A presidente Dilma Rousseff disse ontem, em Maceió (AL), que o governo federal enfrenta problemas nas obras de duplicação das BR-101. Segundo ela, questões indígenas estão atrasando o trabalho no trecho que corta Alagoas. "As obras começaram em maio de 2010, mas estão sofrendo problema de continuidade, não com falta de verbas, mas por conta do atraso na liberação de licenças ambientais para os trechos que cortam áreas indígenas", disse ela.

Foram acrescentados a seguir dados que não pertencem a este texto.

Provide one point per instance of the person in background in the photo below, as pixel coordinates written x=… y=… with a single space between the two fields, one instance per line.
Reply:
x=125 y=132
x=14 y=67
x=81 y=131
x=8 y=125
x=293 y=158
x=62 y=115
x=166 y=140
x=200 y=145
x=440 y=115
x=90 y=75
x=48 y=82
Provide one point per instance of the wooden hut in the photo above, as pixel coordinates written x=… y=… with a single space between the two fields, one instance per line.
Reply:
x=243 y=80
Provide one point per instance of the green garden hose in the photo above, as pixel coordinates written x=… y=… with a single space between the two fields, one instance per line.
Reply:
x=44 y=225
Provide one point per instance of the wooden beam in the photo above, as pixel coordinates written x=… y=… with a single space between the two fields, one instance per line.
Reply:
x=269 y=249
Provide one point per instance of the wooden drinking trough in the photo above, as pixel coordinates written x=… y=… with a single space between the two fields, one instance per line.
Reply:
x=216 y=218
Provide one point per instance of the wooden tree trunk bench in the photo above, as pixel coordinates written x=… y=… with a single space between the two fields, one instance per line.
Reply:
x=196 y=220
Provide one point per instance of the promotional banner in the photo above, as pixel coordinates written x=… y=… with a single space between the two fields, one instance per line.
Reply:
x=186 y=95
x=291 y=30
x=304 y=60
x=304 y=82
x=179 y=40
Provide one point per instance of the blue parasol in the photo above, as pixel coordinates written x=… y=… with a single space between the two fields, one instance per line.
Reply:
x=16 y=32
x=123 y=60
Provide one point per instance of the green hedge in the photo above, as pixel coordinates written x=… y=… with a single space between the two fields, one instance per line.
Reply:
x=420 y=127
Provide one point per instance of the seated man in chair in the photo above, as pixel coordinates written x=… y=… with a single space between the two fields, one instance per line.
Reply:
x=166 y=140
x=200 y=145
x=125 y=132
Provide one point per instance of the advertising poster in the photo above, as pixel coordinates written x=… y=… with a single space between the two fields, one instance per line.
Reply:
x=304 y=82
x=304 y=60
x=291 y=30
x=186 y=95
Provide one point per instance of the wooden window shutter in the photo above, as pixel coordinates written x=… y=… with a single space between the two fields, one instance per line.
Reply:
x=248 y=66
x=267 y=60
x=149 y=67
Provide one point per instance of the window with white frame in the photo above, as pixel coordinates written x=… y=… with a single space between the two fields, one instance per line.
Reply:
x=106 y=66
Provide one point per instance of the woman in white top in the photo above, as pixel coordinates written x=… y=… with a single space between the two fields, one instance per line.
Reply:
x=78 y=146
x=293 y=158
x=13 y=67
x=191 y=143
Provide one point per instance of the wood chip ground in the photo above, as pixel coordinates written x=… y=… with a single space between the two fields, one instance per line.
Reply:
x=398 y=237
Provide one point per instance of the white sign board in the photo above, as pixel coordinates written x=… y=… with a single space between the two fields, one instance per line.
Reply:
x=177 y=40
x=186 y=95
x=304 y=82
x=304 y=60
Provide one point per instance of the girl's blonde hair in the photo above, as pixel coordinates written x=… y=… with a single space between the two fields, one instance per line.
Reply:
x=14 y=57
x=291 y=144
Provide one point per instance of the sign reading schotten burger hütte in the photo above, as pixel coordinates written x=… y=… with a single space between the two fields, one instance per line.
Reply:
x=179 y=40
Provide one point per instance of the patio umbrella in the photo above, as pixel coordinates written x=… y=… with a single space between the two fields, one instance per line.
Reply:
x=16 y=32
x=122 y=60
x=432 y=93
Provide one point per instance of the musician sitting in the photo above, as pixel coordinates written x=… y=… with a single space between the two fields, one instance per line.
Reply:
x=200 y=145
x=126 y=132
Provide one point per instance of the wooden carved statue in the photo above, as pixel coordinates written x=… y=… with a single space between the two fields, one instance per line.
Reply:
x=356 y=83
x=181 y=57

Ricardo Rodrigues, O Estado de S.Paulo

26 Julho 2011 | 00h00

A presidente avisou ainda que o Exército não vai mais participar das obras de duplicação da rodovia. "O trecho que seria construído pelo Exército será colocado em licitação", informou em entrevista que deu no aeroporto. Um novo cronograma será montado levando em consideração as licenças ambientais e a escolha da construtora que irá assumir o trecho que o Exército vai deixar.

Dilma evitou comentar denúncias de irregularidades nas obras sob a responsabilidade do Departamento Nacional de Infraestrutura de Transportes (Dnit), que estariam sendo objeto de investigação por parte do Tribunal de Contas da União (TCU).

Dos cinco trechos da BR-101 entregues pelo governo federal a empreiteiras, três teriam apresentados indícios de fraudes, pagamento de propina e má execução dos serviços. As denúncias investigadas pelo TCU envolvem os trechos que atravessam os Estados de Pernambuco, Paraíba e Rio Grande do Norte.